Here's a photo of the outside of the VAB:
The VAB is on the left, and the two buildings on the right are two of the
Orbiter Processin Facilities, where they reforbished the Space
Shuttles after every flight. The two tall vertical grey sections on
the VAB are the doors that open to let stacked vehicles out. They go
most of the height of the building.
Here's a different angle. The next shot is goin to be from fairly
close to the building, showing roughly the area that's circled in
green on this photo.
This shows the bottoms of the two grey doors on one side of the
building. Notice the area between them, circled.
Those tiny openings highlighted in the last shot are three
double-width personnel doors. That gives you an idea of the size of
the VAB.
Now, the VAB is very very cool for a rocket nerd like me. However, I'd like to recommend the Apollo/Saturn Center at Kennedy Space Center for anyone who's even vaguely interested in space travel. It's a really well-put-together museum out on the NASA property. They have a really impressive collection.
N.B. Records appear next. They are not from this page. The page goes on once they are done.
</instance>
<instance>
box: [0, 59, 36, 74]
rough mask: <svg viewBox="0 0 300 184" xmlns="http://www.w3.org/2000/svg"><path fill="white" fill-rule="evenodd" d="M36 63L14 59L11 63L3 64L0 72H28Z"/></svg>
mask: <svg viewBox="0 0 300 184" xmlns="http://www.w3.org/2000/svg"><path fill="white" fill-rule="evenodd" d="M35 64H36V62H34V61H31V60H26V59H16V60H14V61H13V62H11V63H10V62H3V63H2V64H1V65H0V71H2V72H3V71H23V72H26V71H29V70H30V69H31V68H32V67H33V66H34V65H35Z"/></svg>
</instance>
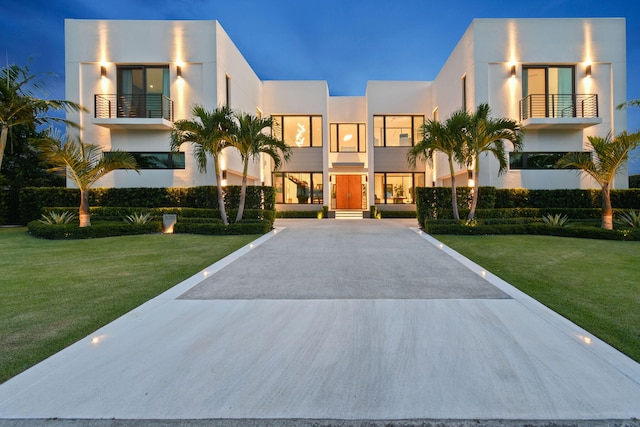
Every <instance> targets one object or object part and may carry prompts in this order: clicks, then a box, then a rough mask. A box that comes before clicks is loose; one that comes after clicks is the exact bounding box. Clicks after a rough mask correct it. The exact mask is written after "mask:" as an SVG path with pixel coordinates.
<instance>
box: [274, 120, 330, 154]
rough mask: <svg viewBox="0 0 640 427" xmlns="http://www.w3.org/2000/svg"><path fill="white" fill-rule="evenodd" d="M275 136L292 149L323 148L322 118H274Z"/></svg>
mask: <svg viewBox="0 0 640 427" xmlns="http://www.w3.org/2000/svg"><path fill="white" fill-rule="evenodd" d="M272 117H273V124H274V126H273V130H272V133H273V136H274V137H276V138H279V139H282V140H283V141H284V142H285V143H286V144H287V145H289V146H290V147H322V116H272Z"/></svg>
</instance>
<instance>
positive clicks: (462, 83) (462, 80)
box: [462, 74, 467, 110]
mask: <svg viewBox="0 0 640 427" xmlns="http://www.w3.org/2000/svg"><path fill="white" fill-rule="evenodd" d="M462 108H463V109H464V110H466V109H467V75H466V74H465V75H464V76H462Z"/></svg>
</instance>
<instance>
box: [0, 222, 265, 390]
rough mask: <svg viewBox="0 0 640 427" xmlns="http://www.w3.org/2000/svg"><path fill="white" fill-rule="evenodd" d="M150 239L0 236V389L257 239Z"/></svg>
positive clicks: (235, 238) (124, 236) (123, 237)
mask: <svg viewBox="0 0 640 427" xmlns="http://www.w3.org/2000/svg"><path fill="white" fill-rule="evenodd" d="M257 237H258V236H256V235H242V236H202V235H187V234H173V235H163V234H153V235H141V236H123V237H108V238H102V239H88V240H69V241H61V240H42V239H36V238H34V237H31V236H30V235H29V234H27V232H26V228H3V229H0V272H1V274H0V295H1V296H0V382H4V381H6V380H7V379H9V378H11V377H12V376H14V375H16V374H18V373H20V372H21V371H23V370H25V369H27V368H29V367H30V366H32V365H34V364H35V363H37V362H39V361H41V360H43V359H45V358H47V357H48V356H50V355H52V354H54V353H56V352H57V351H59V350H61V349H63V348H64V347H66V346H68V345H70V344H72V343H73V342H75V341H77V340H79V339H81V338H83V337H85V336H87V335H88V334H90V333H91V332H93V331H95V330H96V329H98V328H100V327H102V326H104V325H105V324H107V323H109V322H110V321H112V320H114V319H116V318H118V317H120V316H121V315H123V314H124V313H126V312H128V311H130V310H132V309H133V308H135V307H137V306H139V305H140V304H142V303H144V302H145V301H147V300H149V299H150V298H153V297H154V296H156V295H159V294H160V293H162V292H163V291H165V290H167V289H169V288H171V287H172V286H174V285H176V284H177V283H179V282H181V281H182V280H184V279H186V278H188V277H190V276H191V275H193V274H195V273H197V272H198V271H200V270H202V269H203V268H205V267H206V266H208V265H211V264H213V263H214V262H215V261H217V260H219V259H221V258H223V257H224V256H226V255H228V254H229V253H231V252H233V251H234V250H236V249H238V248H240V247H242V246H244V245H245V244H247V243H249V242H251V241H252V240H254V239H256V238H257Z"/></svg>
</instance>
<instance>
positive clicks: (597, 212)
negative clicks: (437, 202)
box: [421, 208, 622, 223]
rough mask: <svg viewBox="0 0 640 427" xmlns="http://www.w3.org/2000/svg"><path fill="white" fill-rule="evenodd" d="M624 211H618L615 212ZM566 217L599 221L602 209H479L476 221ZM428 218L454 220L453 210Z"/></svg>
mask: <svg viewBox="0 0 640 427" xmlns="http://www.w3.org/2000/svg"><path fill="white" fill-rule="evenodd" d="M619 211H622V210H621V209H616V210H614V212H619ZM458 213H459V214H460V219H465V218H466V217H467V215H468V214H469V209H461V210H460V211H459V212H458ZM547 214H551V215H556V214H560V215H566V216H567V217H569V219H598V218H601V215H602V213H601V210H600V209H594V208H589V209H584V208H577V209H574V208H501V209H477V210H476V216H475V217H476V219H489V218H503V219H509V218H541V217H543V216H544V215H547ZM426 215H427V216H425V218H424V219H423V220H422V222H421V223H424V220H425V219H426V220H429V219H438V220H441V219H453V210H452V209H438V210H428V211H427V213H426Z"/></svg>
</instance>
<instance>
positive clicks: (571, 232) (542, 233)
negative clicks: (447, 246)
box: [424, 221, 640, 240]
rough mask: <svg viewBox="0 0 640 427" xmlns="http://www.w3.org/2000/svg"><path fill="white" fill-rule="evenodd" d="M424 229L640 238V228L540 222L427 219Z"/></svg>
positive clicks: (427, 229)
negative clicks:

Apparently the way it works is that you take one of the bus tours to see the launch pads and stuff, which end at the Apollo Saturn Center. You can then take a bus from there back to the main visitor's center, where the big parking lot is.
The centerpiece of the Apollo Saturn Center is an actual Saturn V rocket, which was the rocket that took the Apollo missions to the moon. The first (bottom) stage of the Saturn V was powered by 5 F-1 engines, each of which developed 1.5 million pounds of thrust. This is a photo of the business end of the Saturn V there:
Here are a few goofy road-trip type pictures from the trip down and
back. Here's the interstate sign when I-75 splits off south from I-40
west of Knoxville.
I was pretty cranky on the way down, and I really horrid traffic
problems. That was apparently the spring break that everyone and
their dog was going to Florida. The rest of the pictures were from
the way back. Monday, April 2, on I-75 crossing I-10 northbound.
I saw this billboard a few times and managed to snag a photo of it.
I know the intention is that it means "We're Nuts!", but I can't being
suspicious that this is a front for were-nuts, as in were-wolves,
were-bears. Vegetable Lycanthropes! What insidious monsters would
those be!
The interstates splitting on the south side of Atlanta. I'm taking
the I-285 bypass to the west. That interstate goes very near Atlanta
Hartsfield airport; in fact, the highway goes UNDER one of the
runways.
An airliner on very final approach.
This was a very pretty cloudscape just before I turned off of I-75 in Kentucky.
It's so well-defined, it almost looks like a Terry Gilliam animated
head-of-God should pop out of and start dispensing commandments.